I’ll keep meeting terrorists: Orange chaplain Mervyn Gibson defends engaging with loyalist paramilitaries
Grand chaplain Rev Mervyn Gibson also said he could “see the rationale” in proposals by the Attorney General John Larkin to draw a line under the past.
In an exclusive interview, Rev Gibson hit back at Deputy First Minister Martin McGuinness’ claims the Order and UVF, with the PUP, had become “one and the same thing”.
Rev Gibson was part of a DUP delegation which took part in all-party talks chaired by US diplomat Richard Haass aimed at addressing concerns around flags, parades and the past.
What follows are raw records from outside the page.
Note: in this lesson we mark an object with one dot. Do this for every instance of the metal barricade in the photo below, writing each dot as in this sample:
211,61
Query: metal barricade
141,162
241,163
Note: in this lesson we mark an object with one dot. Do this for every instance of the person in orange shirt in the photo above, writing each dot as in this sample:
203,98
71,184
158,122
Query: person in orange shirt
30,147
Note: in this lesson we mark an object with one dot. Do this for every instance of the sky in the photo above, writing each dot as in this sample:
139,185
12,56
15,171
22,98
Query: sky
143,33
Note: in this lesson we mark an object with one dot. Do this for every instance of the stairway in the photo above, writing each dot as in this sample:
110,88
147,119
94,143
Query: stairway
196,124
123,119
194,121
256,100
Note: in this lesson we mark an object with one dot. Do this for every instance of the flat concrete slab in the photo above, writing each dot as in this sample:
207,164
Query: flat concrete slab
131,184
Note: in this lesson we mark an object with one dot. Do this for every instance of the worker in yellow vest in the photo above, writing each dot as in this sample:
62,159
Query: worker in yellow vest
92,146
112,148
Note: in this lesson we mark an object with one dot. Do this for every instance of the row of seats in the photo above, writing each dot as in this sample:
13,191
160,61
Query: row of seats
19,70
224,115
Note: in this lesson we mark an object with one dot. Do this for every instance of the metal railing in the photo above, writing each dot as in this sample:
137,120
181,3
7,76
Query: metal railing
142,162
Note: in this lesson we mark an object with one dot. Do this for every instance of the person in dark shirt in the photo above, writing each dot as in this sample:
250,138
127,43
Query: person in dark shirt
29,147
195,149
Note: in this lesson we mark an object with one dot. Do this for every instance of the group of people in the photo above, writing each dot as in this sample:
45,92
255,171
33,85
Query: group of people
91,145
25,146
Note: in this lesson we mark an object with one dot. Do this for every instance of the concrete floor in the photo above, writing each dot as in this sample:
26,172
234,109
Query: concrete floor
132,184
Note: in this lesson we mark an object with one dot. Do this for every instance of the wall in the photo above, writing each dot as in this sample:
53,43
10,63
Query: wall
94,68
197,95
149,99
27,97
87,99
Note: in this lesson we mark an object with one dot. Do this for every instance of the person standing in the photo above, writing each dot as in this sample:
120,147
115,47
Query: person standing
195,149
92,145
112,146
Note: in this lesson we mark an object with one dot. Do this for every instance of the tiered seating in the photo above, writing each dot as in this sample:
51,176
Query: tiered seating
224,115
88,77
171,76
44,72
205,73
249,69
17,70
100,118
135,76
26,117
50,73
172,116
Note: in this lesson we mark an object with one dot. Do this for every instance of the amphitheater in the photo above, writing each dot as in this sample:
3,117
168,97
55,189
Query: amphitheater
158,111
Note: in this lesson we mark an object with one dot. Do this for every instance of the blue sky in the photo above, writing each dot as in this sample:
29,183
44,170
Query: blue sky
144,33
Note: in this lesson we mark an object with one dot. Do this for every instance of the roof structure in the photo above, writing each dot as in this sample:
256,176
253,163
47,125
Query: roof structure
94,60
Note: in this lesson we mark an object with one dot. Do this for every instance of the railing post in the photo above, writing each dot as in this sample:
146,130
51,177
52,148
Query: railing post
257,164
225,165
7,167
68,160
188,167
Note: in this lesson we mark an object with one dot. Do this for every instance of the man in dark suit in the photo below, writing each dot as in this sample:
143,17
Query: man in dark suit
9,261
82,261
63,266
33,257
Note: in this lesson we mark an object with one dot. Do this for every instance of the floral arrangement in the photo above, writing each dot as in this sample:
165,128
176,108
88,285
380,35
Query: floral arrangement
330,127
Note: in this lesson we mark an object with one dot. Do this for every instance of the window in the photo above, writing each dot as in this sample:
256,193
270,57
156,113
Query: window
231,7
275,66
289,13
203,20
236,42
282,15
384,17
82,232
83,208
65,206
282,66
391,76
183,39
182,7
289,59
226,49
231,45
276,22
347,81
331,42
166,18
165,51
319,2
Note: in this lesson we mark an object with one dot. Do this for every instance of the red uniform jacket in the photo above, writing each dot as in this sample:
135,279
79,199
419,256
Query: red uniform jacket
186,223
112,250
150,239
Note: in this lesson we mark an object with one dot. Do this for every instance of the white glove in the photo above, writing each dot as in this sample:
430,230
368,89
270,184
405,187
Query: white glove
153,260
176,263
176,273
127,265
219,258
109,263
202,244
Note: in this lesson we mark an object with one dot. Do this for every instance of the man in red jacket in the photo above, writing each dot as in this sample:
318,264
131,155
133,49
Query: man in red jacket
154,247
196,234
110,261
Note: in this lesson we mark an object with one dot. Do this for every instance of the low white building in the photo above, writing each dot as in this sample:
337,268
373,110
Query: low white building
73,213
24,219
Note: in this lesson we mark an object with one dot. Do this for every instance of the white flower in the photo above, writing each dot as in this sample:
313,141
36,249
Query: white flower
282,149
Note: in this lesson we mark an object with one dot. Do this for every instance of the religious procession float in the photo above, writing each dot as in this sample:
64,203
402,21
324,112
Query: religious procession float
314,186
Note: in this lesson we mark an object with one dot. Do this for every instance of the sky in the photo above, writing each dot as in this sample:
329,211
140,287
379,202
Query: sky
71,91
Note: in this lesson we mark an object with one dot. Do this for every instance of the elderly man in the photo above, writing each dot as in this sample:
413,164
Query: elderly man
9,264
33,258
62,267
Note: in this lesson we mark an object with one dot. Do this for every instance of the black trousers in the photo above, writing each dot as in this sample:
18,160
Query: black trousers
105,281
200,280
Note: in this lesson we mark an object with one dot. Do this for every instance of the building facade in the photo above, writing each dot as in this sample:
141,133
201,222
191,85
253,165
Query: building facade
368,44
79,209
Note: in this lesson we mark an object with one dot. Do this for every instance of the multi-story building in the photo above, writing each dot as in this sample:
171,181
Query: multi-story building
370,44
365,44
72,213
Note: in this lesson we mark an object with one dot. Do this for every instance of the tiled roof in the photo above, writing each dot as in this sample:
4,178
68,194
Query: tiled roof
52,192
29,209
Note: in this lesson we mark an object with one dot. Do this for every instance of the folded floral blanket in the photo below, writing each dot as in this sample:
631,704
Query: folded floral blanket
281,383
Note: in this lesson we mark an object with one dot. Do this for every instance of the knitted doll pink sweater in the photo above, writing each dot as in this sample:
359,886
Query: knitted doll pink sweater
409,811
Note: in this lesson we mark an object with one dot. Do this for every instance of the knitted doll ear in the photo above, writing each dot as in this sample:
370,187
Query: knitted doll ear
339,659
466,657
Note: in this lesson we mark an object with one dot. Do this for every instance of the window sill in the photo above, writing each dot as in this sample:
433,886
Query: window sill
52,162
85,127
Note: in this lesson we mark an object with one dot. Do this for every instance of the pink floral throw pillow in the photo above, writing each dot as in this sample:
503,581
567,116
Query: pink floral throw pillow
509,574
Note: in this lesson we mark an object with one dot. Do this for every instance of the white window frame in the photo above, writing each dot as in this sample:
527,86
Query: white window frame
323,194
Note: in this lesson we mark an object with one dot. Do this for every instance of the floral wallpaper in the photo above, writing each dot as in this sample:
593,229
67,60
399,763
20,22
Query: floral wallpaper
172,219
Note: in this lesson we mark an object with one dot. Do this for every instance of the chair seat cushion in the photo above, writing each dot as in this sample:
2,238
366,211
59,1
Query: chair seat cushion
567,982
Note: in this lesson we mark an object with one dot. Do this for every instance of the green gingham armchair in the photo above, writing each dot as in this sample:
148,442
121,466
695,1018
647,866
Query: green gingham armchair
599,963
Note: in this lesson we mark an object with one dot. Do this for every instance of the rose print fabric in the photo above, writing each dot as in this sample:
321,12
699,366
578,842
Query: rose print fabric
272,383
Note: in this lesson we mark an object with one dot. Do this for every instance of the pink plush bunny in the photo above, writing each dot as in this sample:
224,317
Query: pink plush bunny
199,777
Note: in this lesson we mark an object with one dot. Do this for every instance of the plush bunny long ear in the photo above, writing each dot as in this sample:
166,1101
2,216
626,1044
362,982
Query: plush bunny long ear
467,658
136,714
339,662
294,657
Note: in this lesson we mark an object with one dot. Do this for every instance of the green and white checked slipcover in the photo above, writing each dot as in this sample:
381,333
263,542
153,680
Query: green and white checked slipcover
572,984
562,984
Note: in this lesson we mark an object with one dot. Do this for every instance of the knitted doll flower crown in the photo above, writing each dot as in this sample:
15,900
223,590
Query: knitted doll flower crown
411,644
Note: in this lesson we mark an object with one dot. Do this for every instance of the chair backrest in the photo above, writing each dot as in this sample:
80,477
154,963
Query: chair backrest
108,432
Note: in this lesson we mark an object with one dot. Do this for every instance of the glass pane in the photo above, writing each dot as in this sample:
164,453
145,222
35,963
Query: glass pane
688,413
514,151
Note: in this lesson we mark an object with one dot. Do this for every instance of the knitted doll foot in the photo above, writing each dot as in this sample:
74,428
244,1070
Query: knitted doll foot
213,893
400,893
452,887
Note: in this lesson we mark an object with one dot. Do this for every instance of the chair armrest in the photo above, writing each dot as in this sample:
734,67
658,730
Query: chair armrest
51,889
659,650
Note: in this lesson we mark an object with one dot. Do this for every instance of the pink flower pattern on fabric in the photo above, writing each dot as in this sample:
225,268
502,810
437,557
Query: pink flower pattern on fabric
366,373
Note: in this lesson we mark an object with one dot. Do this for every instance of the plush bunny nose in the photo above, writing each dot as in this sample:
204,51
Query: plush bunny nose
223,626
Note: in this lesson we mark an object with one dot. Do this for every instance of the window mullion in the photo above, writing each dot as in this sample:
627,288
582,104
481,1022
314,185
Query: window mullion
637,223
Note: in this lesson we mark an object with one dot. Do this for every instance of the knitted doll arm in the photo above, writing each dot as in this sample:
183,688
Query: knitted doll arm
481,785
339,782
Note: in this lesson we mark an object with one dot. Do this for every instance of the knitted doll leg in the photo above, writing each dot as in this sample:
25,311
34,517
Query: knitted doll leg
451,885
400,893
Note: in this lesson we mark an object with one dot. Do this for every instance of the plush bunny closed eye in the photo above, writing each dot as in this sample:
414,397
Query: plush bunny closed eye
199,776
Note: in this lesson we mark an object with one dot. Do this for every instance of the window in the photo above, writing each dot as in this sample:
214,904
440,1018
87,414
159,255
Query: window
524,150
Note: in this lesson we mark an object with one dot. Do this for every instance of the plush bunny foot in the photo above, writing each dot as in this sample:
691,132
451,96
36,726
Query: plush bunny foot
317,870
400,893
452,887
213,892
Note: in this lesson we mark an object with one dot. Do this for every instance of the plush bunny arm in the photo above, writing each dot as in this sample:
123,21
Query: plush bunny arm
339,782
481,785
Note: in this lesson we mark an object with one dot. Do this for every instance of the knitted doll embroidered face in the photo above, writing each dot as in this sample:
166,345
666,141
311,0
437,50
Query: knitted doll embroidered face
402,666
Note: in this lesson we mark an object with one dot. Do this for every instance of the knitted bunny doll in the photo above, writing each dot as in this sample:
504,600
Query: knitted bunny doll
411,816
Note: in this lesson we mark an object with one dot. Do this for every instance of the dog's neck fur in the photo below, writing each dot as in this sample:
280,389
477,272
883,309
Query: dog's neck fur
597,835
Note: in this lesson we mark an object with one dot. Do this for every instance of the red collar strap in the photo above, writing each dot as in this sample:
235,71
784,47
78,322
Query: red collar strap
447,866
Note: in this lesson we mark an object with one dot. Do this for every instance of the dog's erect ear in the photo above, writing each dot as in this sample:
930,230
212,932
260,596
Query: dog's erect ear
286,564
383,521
In the wide-ranging interview Rev Gibson told how he left the RUC for ministry and his belief his involvement in the Orange Order kept him from joining paramiliaries at the height of the Troubles.
He also affirmed the Orange Order’s commitment to continue protests over the long-running parading dispute in north Belfast.
And the Presbyterian minister said he had no issue with sharing platforms with representatives of proscribed organisations.
“I’ve no problem with anybody who is committed to a peaceful way forward and finding democratic solutions,” he said. “I’ve no difficulty standing beside them and sharing a platform, sharing the same cause.
“We live in a country where those in government were the very ones who put this country through 30 or 40 years of terror.
“We have to accept that and we’re told that’s the democratic right. I find it rich when people accuse unionist figures of standing on a platform with whoever when in the very government of this country are those who caused murder and mayhem.”
In November Mr Larkin sparked controversy when he suggested there should be an end to prosecutions for Troubles killings.
He said there should be no further police probes, inquests or inquiries into any relevant killings that took place before the Good Friday Agreement in 1998.
More than 300 members of the Orange Order were murdered by republicans during the Troubles.
Regarding Mr Larkin’s controversial proposals, Rev Gibson said he believed the prospect of justice for many families was very slim.
He added: “I can see the rationale behind his proposal. But it doesn’t take into account the views of many of the victims.
“Just to coldly draw a line under it, while it seems rational wouldn’t cater for the needs of victims. There has to be a realism about people’s thinking but I understand his sentiments.”